Thinking about calling the police, not sure if too crazy of a thing to do...

------
oliv9286
For the first time I know what fear is, my physical strength cannot hold up
anymore and I have to sleep, yet all that going through my head is all the
possible scenarios that could happen. Had a dream that everything turned out
to be okay, woke up at 4am out of excitement, checked phone/messages, still no
response. Then realize it was just a dream, and burst in tears again. Going
through every corner on the internet to find the smallest trace that he's
still okay.. for the first time when people asked me if everything's alright,
i responded "no". I have no idea how I can possibly focus on work and normal
life today without going through a mental breakdown.

------
pallandt
It's possible he just doesn't want to talk to you right now, if you've already
made many attempts to contact him, leave it at that and don't escalate. You
could be making him worse, even if you have good intentions.
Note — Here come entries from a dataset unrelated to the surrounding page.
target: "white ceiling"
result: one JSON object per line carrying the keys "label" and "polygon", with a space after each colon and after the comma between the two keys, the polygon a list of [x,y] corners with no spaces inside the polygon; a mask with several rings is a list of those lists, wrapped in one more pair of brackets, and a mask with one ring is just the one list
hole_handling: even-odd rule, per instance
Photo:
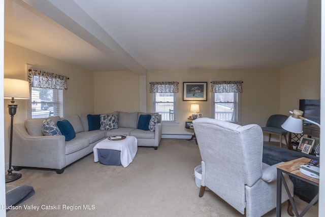
{"label": "white ceiling", "polygon": [[5,41],[91,71],[281,68],[320,55],[320,0],[5,3]]}

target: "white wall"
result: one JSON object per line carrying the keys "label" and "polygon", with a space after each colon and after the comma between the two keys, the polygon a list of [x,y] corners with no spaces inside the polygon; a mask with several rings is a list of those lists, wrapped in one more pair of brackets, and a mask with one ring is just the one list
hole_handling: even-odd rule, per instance
{"label": "white wall", "polygon": [[139,75],[129,71],[94,73],[95,114],[140,111]]}
{"label": "white wall", "polygon": [[[0,50],[4,50],[4,1],[0,4]],[[0,54],[0,84],[3,87],[4,84],[4,52]],[[0,96],[4,97],[4,89],[0,89]],[[4,113],[4,100],[0,100],[0,114]],[[6,204],[6,182],[5,169],[5,132],[4,130],[4,121],[3,118],[0,118],[0,205]],[[0,216],[6,216],[6,209],[0,209]]]}
{"label": "white wall", "polygon": [[320,56],[281,69],[280,112],[299,108],[300,99],[320,97]]}

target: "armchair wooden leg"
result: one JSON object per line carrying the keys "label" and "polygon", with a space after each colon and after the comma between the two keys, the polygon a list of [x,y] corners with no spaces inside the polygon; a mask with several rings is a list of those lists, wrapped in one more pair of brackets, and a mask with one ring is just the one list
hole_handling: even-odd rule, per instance
{"label": "armchair wooden leg", "polygon": [[292,204],[290,202],[290,200],[288,200],[288,214],[290,216],[295,216],[295,214],[292,212]]}
{"label": "armchair wooden leg", "polygon": [[201,187],[200,189],[200,193],[199,194],[199,197],[202,197],[203,196],[204,191],[205,191],[205,186],[201,186]]}

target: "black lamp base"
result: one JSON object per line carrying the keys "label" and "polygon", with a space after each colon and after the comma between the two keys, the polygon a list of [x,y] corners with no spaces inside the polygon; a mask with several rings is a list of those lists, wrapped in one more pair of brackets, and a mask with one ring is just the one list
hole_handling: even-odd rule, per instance
{"label": "black lamp base", "polygon": [[6,174],[6,183],[11,183],[21,178],[21,174],[8,172]]}

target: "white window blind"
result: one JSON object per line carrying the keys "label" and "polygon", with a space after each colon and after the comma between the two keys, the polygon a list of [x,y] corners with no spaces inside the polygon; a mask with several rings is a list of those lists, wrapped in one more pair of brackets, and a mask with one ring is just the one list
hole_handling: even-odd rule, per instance
{"label": "white window blind", "polygon": [[154,111],[161,115],[161,121],[175,121],[175,94],[155,93],[153,98]]}
{"label": "white window blind", "polygon": [[238,121],[238,93],[214,93],[214,119],[232,122]]}
{"label": "white window blind", "polygon": [[31,118],[63,117],[63,90],[31,87]]}

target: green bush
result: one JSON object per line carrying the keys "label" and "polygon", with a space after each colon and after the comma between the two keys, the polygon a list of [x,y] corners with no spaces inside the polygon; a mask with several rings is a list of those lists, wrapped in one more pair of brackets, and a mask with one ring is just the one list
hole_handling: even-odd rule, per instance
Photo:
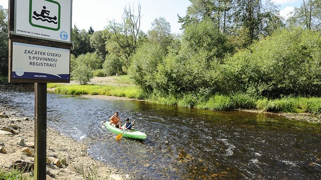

Your friend is very young at 20, he may not realize this now, but has plenty
of time to amend any past mistakes that at the moment he feels are
'unfixable'.

For the speediest recovery, he needs meds and hopefully an understanding
psychiatrist that would find a way to prescribe him some without giving him a
definitive/serious diagnostic that could hurt his future chances at getting a
job.

It would also be good if his mother realized just how bad his current mental
situation is, and that it's selfish of her to keep relying on him to
continually provide for both of them. Does she not have any relatives that
would take her in at least for a while, until he gets back up on his feet?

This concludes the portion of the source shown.